"O Sistema Conselhos de
Psicologia, desde 2005, tem provocado e participado de debates em diferentes
espaços sobre o tema da escuta de crianças e adolescentes no Sistema de
Justiça, vítimas ou testemunhas de violência. Tais debates, fundamentados nos
parâmetros éticos e técnicos da Psicologia como ciência e profissão e nos
princípios da proteção integral e da prioridade absoluta de crianças e
adolescentes, previstos na Lei nº 8069/1990 (Estatuto da Criança e do
Adolescente), resultaram na publicação da Resolução CFP Nº10/2010, que indicou
princípios norteadores e referenciais técnicos para a realização da escuta
psicológica na Rede de Proteção.
A publicação da normativa foi considerada polêmica
pelo fato de vedar ao psicólogo o papel de inquiridor e o debate não cessou. A
interlocução com profissionais do Serviço Social, Direito, Antropologia,
Medicina e outras ciências humanas e da saúde, fez prosperar a compreensão dos
argumentos contrários à inquirição de crianças e adolecentes, em diferentes
segmentos da sociedade e outros espaços de debates se abriram.
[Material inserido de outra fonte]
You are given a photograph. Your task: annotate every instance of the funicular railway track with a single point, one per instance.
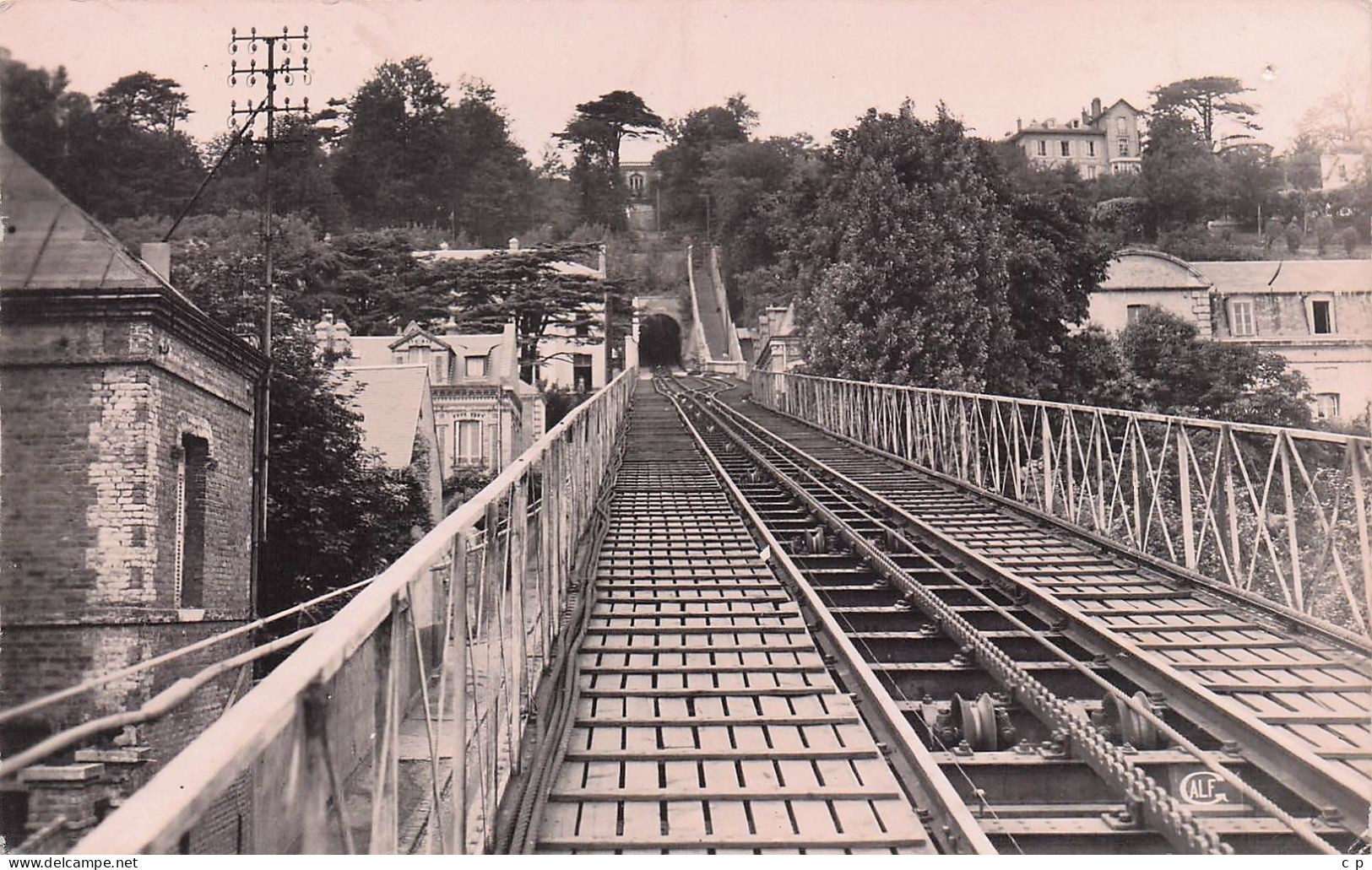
(1071, 699)
(706, 718)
A discussão se ampliou para além do aspecto
procedimental e passou-se a questionar se a mudança de ambiente e de estratégia
de fato reassegura direitos, visto que coloca crianças e adolescentes apenas
como “objeto” de produção de prova, com vistas à responsabilização do agressor.
Há consenso entre os que repudiam e os que
defendem a criação de salas especiais para que se realizem o denominado
“depoimento sem dano” ou “depoimento especial” de que é necessário evitar a
revitimização de crianças e adolescentes que são colocados em sucessivas
situações de repetição da história da violência vivida ou presenciada. Não há
consenso, entretanto, no entendimento de que a inquirição não seja
revitimizante ou violadora de direitos, mesmo em ambientes mais humanizados,
visto que seu único objetivo é a responsabilização do agressor. “Procedimentos
voltados para sobrecarregar a criança com a produção de prova precisam ser
repensados e reexaminados à luz dos Direitos Humanos, da proteção integral e
dos conhecimentos científicos disponíveis em diferentes áreas do saber”, afirma
a Procuradora de Justiça, Maria Regina Fay de Azambuja (2012).
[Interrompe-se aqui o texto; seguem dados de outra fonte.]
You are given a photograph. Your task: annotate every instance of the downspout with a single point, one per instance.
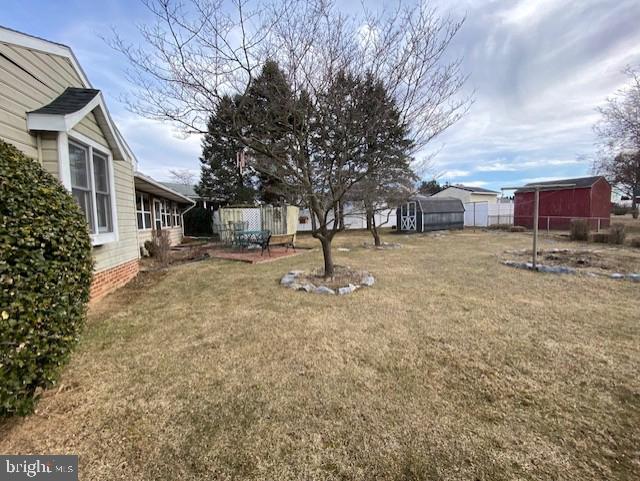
(39, 145)
(182, 217)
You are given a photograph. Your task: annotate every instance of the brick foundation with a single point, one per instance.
(110, 279)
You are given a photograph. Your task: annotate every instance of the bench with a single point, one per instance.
(287, 240)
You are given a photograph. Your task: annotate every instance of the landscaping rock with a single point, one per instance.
(368, 280)
(346, 290)
(324, 290)
(287, 279)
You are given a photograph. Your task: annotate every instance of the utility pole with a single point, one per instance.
(536, 188)
(536, 213)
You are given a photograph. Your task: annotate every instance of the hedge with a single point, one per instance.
(45, 277)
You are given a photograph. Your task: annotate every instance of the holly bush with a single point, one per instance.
(45, 277)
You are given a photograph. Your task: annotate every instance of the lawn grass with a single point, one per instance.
(452, 366)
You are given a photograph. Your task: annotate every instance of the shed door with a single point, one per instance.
(408, 216)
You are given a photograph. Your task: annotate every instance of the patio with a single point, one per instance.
(253, 256)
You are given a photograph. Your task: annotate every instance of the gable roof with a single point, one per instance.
(470, 188)
(433, 205)
(147, 184)
(70, 101)
(32, 42)
(184, 189)
(578, 182)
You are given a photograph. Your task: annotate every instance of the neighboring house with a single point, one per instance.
(50, 111)
(468, 194)
(588, 198)
(159, 207)
(190, 192)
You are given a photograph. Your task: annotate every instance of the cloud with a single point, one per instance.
(158, 146)
(455, 173)
(539, 70)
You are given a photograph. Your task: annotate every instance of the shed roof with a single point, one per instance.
(433, 205)
(578, 182)
(471, 188)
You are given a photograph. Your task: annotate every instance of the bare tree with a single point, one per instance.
(182, 176)
(197, 51)
(618, 134)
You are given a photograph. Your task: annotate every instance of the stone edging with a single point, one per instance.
(571, 270)
(290, 280)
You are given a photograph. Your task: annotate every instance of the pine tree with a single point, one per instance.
(221, 178)
(266, 112)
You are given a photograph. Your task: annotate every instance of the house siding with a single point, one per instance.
(30, 79)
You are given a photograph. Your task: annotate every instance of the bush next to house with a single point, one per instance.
(579, 229)
(198, 222)
(45, 276)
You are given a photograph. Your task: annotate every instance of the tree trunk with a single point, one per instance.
(328, 259)
(340, 216)
(375, 233)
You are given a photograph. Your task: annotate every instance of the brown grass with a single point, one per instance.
(451, 367)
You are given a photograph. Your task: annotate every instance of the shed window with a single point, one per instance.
(91, 186)
(143, 211)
Muitas outras questões vêm sendo incorporadas ao
debate que continua tendo como desafio a articulação entre o sistema de justiça
penal e a necessária garantia da proteção dos direitos de crianças e
adolescentes, vítimas ou testemunhas.
Ainda que sejam imputadas decisões judiciais aos
profissionais, o debate está longe de ser finalizado. Importa destacar, nesse
contexto, a Moção de Repúdio aprovada na 9ª Conferencia Nacional dos Direitos
da Criança e do Adolescente, realizada entre 11 e 14 de Julho de 2012, em
Brasília. Nessa moção, repudia-se o financiamento de “salas especiais” pela
Secretaria de Direitos Humanos da Presidência da República e destaca-se a
importância de que o Conselho Nacional dos Direitos da Criança e do Adolescente
(CONANDA), instância máxima de deliberação das políticas da infância e
adolescência no país, estabeleça um amplo debate e se posicione frente ao tema.
No campo da Psicologia, especificamente,
destaca-se que não é papel do profissional realizar inquirição, monitorado pelo
juiz que lhe determina as perguntas a serem feitas à criança e ao adolescente.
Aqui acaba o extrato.